Tuesday, July 6, 2010

Spam e-mail processing

The transmission and reception of e-mail has become less reliable and more complicated over time as the volume of unsolicited bulk or commercial e-mail (UBE/UCE, aka spam e-mail) increases. According to several published reports, the percentage of spam e-mail is now around 90%.

At the Server
Corporations and Internet Service Providers (ISPs) have been deploying increasingly aggressive spam filtering to combat this onslaught of junk and malicious e-mail. Today there are as many as five possible dispositions for e-mail arriving at a server owned by the service provider:
  1. Discard the e-mail when identified as blatant spam
  2. Place the e-mail in a separate spam folder in the user's e-mail account
  3. Tag the e-mail as possible spam and place it in the user's e-mail inbox
  4. Remove detected malicious software content from the e-mail and place the “disinfected e-mail” in the user's inbox, with notification of the action taken
  5. Place the unaltered email in the user's e-mail inbox
Most service providers today offer some degree of customization of the filtering that takes place at the server. This involves one or more of the following actions by the user, depending on what the service provider offers:
  1. Designate whether the service provider should place suspected spam in a spam folder
  2. Designate e-mails tagged as possible spam as being not spam.
  3. Designate e-mails that should be treated as spam, but were not tagged by the server.
  4. Add a sender's e-mail address to the recipient's contact list on the server. Many service providers use a recipient's contact list as a “white list” of addresses whose e-mail should not be treated as spam.
  5. Select a level of spam filtering sensitivity, possibly with separate thresholds for immediate discard and for spam tagging of e-mails.
At the User's Computer
On the e-mail user's computer, the client software for handling e-mail has gained features to help the user to filter out the spam that remains after the first level of processing by the e-mail server belonging to a corporation or ISP.  In the case using a browser-based e-mail client (i.e. web-mail client), most of the features are those available at the server. A user can typically also create custom filters for handling e-mails according to criteria chosen by the user.
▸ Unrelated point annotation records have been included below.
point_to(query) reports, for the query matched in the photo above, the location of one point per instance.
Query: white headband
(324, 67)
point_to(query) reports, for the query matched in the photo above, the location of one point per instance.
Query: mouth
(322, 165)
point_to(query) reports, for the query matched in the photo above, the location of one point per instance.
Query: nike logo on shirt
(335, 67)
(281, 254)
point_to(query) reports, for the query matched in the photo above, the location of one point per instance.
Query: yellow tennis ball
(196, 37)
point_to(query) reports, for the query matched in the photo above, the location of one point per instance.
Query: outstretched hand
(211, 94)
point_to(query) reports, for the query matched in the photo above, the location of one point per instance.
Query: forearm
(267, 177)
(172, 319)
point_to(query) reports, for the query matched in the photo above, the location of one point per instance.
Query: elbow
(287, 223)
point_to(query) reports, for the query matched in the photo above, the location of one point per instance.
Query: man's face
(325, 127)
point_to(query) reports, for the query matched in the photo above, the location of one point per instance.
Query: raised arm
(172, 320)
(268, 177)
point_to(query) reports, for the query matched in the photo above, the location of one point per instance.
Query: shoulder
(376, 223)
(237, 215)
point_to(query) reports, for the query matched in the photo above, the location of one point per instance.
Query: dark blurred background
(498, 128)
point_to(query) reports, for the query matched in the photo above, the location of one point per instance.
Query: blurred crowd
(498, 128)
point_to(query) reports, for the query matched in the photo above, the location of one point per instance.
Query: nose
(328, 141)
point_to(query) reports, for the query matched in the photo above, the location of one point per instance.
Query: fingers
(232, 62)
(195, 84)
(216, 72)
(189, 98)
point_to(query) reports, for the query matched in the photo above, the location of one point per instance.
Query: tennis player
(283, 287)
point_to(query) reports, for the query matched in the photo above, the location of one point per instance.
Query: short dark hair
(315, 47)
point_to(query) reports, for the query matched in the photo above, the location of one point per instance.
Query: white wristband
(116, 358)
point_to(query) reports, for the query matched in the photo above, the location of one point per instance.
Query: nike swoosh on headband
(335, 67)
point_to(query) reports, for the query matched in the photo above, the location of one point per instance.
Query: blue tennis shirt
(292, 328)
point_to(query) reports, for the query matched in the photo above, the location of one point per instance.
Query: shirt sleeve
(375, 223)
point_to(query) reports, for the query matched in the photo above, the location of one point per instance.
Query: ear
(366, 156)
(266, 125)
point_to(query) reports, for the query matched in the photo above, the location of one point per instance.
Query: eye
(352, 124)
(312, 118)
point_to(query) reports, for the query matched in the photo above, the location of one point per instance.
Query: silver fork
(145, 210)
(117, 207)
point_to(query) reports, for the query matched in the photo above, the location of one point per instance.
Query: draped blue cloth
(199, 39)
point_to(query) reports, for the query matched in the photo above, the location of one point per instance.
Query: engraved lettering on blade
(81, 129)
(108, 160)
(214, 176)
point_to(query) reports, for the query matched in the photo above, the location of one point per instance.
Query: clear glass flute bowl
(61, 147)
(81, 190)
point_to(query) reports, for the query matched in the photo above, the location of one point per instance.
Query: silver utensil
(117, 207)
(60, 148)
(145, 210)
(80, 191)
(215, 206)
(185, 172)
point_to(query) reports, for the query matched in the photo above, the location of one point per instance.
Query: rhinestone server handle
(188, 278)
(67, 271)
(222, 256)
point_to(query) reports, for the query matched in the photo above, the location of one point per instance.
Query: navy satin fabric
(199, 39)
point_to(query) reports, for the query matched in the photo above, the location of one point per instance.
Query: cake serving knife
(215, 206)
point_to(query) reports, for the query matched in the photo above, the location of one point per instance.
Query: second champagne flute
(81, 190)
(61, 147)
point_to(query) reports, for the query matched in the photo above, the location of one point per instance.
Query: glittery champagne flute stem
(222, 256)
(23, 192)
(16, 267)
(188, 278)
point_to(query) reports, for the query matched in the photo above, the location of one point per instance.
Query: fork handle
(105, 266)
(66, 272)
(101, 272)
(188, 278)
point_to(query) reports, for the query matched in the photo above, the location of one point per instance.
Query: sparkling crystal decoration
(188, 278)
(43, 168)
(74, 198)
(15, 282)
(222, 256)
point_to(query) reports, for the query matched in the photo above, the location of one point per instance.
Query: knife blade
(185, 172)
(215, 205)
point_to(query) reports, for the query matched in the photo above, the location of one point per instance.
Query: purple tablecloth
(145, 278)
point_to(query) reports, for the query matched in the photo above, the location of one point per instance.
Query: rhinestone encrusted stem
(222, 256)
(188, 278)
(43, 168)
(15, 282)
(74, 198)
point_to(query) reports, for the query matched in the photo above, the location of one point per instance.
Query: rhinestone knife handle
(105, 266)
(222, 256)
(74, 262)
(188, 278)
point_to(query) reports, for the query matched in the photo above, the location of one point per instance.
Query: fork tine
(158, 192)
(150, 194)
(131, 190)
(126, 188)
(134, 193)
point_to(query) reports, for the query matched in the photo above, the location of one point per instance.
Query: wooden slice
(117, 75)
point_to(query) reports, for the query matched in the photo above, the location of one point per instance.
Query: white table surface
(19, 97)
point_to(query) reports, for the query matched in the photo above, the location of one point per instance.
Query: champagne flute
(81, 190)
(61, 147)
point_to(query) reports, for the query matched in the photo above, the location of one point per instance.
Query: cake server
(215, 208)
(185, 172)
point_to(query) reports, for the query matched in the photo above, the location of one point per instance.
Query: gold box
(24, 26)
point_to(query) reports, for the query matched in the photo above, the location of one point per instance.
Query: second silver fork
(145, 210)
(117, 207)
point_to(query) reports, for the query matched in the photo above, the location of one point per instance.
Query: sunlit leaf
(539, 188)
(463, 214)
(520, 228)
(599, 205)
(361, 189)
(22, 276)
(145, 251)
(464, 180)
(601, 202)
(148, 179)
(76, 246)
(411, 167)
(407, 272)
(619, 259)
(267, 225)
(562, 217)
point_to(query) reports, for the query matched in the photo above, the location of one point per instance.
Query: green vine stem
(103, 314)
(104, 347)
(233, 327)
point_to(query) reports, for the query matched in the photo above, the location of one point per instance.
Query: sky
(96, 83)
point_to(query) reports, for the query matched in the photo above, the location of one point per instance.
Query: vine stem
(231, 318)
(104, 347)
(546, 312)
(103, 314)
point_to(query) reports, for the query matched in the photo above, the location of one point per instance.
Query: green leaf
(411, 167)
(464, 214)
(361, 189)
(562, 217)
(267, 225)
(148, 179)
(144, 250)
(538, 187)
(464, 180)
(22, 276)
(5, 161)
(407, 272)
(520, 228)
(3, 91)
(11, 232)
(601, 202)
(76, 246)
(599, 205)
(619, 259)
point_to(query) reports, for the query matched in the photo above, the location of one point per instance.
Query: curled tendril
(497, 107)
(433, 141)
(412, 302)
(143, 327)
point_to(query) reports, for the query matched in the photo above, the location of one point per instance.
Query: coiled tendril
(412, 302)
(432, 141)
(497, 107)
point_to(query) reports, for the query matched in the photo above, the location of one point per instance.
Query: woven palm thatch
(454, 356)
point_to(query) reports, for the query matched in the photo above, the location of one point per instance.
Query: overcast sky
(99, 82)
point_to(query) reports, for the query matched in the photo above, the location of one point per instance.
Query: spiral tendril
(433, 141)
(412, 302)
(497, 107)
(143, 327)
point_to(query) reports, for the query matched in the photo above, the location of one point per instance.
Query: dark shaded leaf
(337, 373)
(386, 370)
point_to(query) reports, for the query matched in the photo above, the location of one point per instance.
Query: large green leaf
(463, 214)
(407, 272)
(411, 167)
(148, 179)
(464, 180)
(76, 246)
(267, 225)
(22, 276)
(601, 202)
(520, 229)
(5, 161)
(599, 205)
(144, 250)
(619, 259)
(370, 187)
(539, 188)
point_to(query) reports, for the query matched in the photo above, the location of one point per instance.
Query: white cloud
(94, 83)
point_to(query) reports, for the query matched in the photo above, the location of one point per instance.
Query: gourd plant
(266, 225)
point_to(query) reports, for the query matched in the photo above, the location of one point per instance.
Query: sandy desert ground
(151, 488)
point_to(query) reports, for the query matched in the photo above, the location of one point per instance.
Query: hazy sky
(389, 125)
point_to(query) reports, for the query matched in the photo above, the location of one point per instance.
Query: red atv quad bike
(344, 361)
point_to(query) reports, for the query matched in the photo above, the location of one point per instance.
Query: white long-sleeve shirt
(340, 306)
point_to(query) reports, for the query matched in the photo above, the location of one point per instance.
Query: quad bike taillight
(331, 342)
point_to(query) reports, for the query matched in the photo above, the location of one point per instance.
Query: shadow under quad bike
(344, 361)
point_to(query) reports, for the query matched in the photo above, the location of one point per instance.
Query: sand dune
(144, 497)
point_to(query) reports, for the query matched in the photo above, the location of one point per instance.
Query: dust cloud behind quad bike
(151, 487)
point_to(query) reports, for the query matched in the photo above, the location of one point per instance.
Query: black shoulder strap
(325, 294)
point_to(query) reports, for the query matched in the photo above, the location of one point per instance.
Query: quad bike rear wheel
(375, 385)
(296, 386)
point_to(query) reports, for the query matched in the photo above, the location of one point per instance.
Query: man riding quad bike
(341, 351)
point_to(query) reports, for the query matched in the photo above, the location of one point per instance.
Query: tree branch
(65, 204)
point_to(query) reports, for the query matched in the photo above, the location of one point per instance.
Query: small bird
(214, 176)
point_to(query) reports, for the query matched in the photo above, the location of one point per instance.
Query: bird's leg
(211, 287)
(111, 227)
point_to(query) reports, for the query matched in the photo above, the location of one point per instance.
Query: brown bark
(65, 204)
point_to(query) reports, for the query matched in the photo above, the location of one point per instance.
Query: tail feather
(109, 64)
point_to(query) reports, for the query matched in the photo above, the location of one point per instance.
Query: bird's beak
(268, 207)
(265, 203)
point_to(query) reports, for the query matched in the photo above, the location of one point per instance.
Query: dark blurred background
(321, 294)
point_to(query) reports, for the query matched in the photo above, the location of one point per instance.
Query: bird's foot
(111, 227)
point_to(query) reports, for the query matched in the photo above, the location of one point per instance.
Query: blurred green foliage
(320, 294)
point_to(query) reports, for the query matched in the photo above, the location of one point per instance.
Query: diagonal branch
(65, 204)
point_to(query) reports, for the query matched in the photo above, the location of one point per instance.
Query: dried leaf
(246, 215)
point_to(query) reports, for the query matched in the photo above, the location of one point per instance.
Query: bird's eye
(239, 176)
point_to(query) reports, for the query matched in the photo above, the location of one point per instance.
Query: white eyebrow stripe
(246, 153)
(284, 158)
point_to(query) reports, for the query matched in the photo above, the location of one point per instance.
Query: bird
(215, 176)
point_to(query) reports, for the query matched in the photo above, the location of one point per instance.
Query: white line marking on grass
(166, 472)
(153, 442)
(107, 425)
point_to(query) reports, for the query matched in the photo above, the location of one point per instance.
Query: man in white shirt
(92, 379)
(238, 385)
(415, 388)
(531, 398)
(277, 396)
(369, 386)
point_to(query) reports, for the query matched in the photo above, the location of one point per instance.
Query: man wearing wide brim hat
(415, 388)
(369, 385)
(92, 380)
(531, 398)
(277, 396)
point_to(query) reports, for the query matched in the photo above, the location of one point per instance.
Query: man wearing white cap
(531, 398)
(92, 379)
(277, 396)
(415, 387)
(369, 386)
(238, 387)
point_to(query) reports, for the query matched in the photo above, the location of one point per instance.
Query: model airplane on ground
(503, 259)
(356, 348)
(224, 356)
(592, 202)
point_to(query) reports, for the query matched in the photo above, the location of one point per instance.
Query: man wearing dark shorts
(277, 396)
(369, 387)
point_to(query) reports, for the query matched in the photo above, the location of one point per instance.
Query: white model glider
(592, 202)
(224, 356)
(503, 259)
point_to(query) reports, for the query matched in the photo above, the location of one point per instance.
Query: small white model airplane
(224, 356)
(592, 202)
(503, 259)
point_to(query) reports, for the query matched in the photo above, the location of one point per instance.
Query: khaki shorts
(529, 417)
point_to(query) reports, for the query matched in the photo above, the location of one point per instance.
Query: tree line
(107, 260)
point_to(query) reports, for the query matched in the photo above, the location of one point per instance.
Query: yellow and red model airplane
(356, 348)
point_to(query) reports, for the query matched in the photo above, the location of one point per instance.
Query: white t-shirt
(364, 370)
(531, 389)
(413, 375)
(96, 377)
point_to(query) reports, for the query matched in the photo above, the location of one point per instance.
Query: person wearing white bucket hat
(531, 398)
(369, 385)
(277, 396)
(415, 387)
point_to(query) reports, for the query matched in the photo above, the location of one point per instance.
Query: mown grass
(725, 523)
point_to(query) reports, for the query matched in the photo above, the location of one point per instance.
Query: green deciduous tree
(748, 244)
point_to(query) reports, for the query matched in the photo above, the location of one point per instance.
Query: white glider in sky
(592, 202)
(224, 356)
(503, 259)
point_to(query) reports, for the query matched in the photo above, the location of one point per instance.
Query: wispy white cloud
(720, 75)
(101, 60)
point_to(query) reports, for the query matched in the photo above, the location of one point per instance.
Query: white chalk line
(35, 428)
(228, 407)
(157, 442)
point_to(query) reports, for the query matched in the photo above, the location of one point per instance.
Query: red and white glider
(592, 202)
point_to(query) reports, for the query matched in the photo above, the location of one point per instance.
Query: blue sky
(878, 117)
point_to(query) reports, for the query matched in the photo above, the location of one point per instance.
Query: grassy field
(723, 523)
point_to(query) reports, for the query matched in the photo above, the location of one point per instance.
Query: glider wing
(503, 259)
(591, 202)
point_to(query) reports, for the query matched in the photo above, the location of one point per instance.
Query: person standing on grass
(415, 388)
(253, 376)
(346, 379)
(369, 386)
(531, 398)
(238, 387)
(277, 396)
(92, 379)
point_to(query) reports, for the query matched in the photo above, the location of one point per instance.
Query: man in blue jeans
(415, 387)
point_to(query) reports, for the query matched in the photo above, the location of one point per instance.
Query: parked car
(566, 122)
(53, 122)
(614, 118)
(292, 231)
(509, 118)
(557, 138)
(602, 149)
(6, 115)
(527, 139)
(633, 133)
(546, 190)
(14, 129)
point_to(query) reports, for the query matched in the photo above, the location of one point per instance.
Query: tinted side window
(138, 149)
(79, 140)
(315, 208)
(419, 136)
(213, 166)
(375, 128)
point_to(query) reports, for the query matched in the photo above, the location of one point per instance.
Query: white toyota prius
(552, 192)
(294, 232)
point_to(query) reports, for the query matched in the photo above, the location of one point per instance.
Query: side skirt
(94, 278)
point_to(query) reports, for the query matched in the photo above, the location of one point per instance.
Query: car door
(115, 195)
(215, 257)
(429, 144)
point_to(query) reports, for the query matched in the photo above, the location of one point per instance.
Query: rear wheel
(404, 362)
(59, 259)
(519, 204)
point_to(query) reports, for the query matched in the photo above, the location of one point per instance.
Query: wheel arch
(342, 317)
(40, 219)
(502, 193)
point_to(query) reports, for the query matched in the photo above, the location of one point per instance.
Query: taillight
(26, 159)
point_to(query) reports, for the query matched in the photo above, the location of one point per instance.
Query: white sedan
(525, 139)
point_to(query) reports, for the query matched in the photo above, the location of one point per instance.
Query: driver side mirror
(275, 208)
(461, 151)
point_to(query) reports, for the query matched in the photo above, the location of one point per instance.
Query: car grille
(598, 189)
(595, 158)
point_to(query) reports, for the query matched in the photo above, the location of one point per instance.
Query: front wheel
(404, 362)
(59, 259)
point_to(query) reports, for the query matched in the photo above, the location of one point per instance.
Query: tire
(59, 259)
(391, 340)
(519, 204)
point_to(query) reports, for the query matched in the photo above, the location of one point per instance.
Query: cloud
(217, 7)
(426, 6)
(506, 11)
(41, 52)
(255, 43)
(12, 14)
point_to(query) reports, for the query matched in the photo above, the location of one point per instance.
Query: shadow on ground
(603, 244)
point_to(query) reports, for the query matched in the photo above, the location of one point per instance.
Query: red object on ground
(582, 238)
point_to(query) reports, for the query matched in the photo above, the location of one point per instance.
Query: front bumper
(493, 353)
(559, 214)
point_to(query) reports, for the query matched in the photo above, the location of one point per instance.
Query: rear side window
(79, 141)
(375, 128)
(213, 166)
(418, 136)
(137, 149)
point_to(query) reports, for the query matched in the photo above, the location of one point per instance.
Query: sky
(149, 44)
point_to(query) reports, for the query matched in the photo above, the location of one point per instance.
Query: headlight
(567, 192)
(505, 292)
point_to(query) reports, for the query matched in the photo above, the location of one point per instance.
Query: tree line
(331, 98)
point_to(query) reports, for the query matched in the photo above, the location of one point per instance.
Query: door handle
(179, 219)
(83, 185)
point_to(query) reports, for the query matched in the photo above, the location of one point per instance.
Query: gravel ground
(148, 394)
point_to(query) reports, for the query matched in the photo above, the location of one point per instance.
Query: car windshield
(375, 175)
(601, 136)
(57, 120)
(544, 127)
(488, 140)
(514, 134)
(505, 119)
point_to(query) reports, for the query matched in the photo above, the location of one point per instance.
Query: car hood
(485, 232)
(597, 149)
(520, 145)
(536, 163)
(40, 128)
In the case of dedicated e-mail client software running on the user's computer, such as Mozilla Thunderbird or Microsoft Outlook, customization of the built-in spam filtering can be accomplished through one or more of the following actions by the user:
  1. Designate what to do with e-mails automatically tagged by the client software or the server as possible spam. Options may include: discard, save in a spam folder, remove tag.
  2. Mark additional e-mails as spam that were not previously tagged as spam. This typically trains the client software to recognize possible spam, tailoring the spam recognition profile to the individual user.
  3. Un-mark e-mails tagged by the client software as possible spam, in the case where the user considers the e-mail to be not spam.
  4. Add a sender's e-mail address to the recipient's contact list in the client software. Many client programs use a recipient's contact list as a “white list” of addresses whose e-mail should not be treated as spam.
  5. Set up filters to handle e-mails according to tags, From: addresses, To: addresses, Subject line or body content, etc.
Those who originate spam continue to adapt to the above measures, with the result that some spam gets through to the end recipient and some legitimate e-mail is blocked.

The above observations are based on my own experience with one Internet service provider, one corporate e-mail system, and at least six e-mail client programs. Comments and additional observations are welcome.